A. State Law Claims Against Columbus
Columbus contends that it is entitled to sovereign immunity on Plaintiff's state law claims. Columbus is a consolidated city-county government, and the Court views Columbus as a county for purposes of the sovereign immunity inquiry. See Bowen v. Columbus, 256 Ga. 462, 462-63, 349 S.E.2d 740, 741-42 (1986). The doctrine of sovereign immunity protects governments, including counties, from suit unless they have waived their immunity. Williams v. Whitfield County, 289 Ga. App. 301, 302-03, 656 S.E.2d 584, 586 (2008). Sovereign immunity "may only be waived by a legislative act which specifically provides that sovereign immunity is waived and the extent of such waiver." Id. at 302, 656 S.E.2d at 586. Here, Plaintiff has not established any waiver of immunity by Columbus, so Columbus is entitled to summary judgment on Plaintiff's state law claims. See id. at 305, 656 S.E.2d at 588 (finding that county was entitled to sovereign immunity on plaintiff's state law tort claims because plaintiff had not established any waiver of immunity).

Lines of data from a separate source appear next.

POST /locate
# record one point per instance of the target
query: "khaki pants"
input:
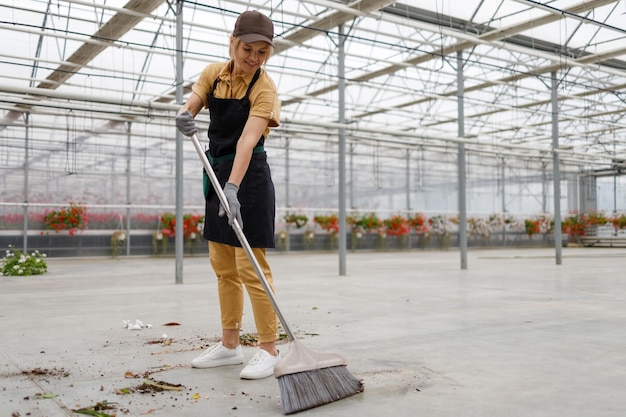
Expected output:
(234, 270)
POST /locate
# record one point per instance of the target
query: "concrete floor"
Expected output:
(513, 335)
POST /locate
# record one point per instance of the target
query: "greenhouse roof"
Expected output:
(85, 68)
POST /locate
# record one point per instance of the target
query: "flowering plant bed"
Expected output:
(16, 263)
(72, 218)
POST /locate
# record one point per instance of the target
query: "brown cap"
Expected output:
(252, 26)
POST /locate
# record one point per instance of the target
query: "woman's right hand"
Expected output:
(185, 123)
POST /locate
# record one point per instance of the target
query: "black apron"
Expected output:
(256, 191)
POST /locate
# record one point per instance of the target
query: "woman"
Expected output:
(243, 105)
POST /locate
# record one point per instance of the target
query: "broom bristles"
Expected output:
(303, 390)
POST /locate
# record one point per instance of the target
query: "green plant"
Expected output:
(297, 220)
(419, 222)
(369, 222)
(396, 226)
(118, 241)
(532, 227)
(16, 263)
(329, 223)
(618, 222)
(574, 225)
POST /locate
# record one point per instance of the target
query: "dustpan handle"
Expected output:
(240, 235)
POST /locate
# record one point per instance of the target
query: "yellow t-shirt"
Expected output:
(263, 97)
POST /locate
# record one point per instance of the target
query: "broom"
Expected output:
(306, 379)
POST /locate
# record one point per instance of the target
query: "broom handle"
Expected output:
(240, 235)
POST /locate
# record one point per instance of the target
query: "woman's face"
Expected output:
(250, 56)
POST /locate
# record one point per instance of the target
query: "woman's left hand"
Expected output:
(230, 192)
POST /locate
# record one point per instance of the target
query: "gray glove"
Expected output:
(230, 191)
(185, 123)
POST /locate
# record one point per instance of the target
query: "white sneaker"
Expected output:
(218, 355)
(260, 366)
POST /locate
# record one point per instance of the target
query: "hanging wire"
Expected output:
(70, 143)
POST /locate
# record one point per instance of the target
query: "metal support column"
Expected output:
(558, 241)
(407, 175)
(26, 171)
(128, 192)
(461, 162)
(342, 154)
(179, 145)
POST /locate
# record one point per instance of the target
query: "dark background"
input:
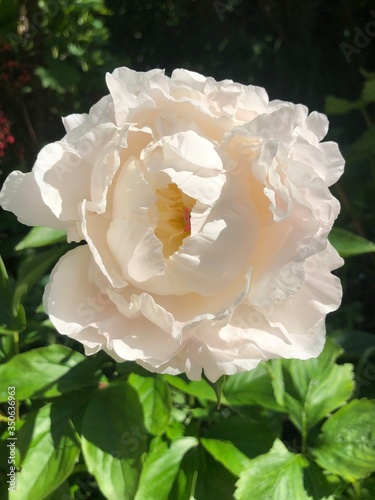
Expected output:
(54, 55)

B. State Law Claim Against Adamson
Adamson argues that he is entitled to official immunity as to Plaintiff's claim for intentional infliction of emotional distress. A suit against a government employee sued in his individual capacity "is barred by official immunity where the public official has engaged in discretionary acts that are within the scope of his or her authority, and the official has not acted in a wilful or wanton manner; with actual malice; or with the actual intent to cause injury." Brown v. Penland Constr. Co., 281 Ga. 625, 625-26, 641 S.E.2d 522, 523 (2007) (citing Gilbert v. Richardson, 264 Ga. 744, 752, 452 S.E.2d 476, 482-83 (1994)); see also Ga. Const. art. I, § II, ¶ IX(d). Plaintiff cannot seriously dispute that Adamson was engaging in discretionary acts when he made the challenged employment decisions here. Further, Plaintiff has not pointed to sufficient evidence that Adamson acted with malice or with actual intent to cause injury. Therefore, Adamson is entitled to official immunity on Plaintiff's intentional infliction of emotional distress claim.

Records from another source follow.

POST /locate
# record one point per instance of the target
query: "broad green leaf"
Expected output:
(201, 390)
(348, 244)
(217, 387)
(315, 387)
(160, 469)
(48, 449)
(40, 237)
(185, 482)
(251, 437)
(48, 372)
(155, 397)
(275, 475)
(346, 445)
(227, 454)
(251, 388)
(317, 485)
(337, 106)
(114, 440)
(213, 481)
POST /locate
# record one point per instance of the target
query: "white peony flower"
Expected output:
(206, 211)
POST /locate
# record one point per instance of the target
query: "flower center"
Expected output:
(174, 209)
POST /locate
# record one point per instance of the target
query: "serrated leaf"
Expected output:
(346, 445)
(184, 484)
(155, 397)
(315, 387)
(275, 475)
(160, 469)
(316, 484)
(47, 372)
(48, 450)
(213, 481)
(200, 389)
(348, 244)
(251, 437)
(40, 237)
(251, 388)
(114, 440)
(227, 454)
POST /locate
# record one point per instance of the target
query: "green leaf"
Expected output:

Even if Adamson were not entitled to official immunity on Plaintiff's intentional infliction of emotional distress claim, Plaintiff cannot establish such a claim on the merits. To prevail on his intentional infliction of emotional distress claim, Plaintiff must show that (1) Adamson's "conduct was intentional or reckless;" (2) Adamson's "conduct was extreme and outrageous;" (3) "a causal connection existed between the wrongful conduct and the emotional distress;" and (4) "the emotional harm was severe." Abdul-Malik v. AirTran Airways, Inc., 297 Ga. App. 852, 856, 678 S.E.2d 555, 558-59 (2009). Here, Plaintiff has pointed to no conduct that is "so outrageous in character, and so extreme in degree, as to go beyond all possible bounds of decency, and to be regarded as atrocious, and utterly intolerable in a civilized community." Id., 678 S.E.2d at 559 (internal quotation marks omitted). Further, Plaintiff has not pointed to admissible evidence that he sustained severe emotional harm. For these reasons, Adamson is entitled to summary judgment on Plaintiff's intentional infliction of emotional distress claim.
CONCLUSION
For the reasons set forth above, Defendants' Motion for Summary Judgment (Doc. 18) is granted. Defendants' Motion for Discovery Sanctions (Doc. 16) is moot.IT IS SO ORDERED.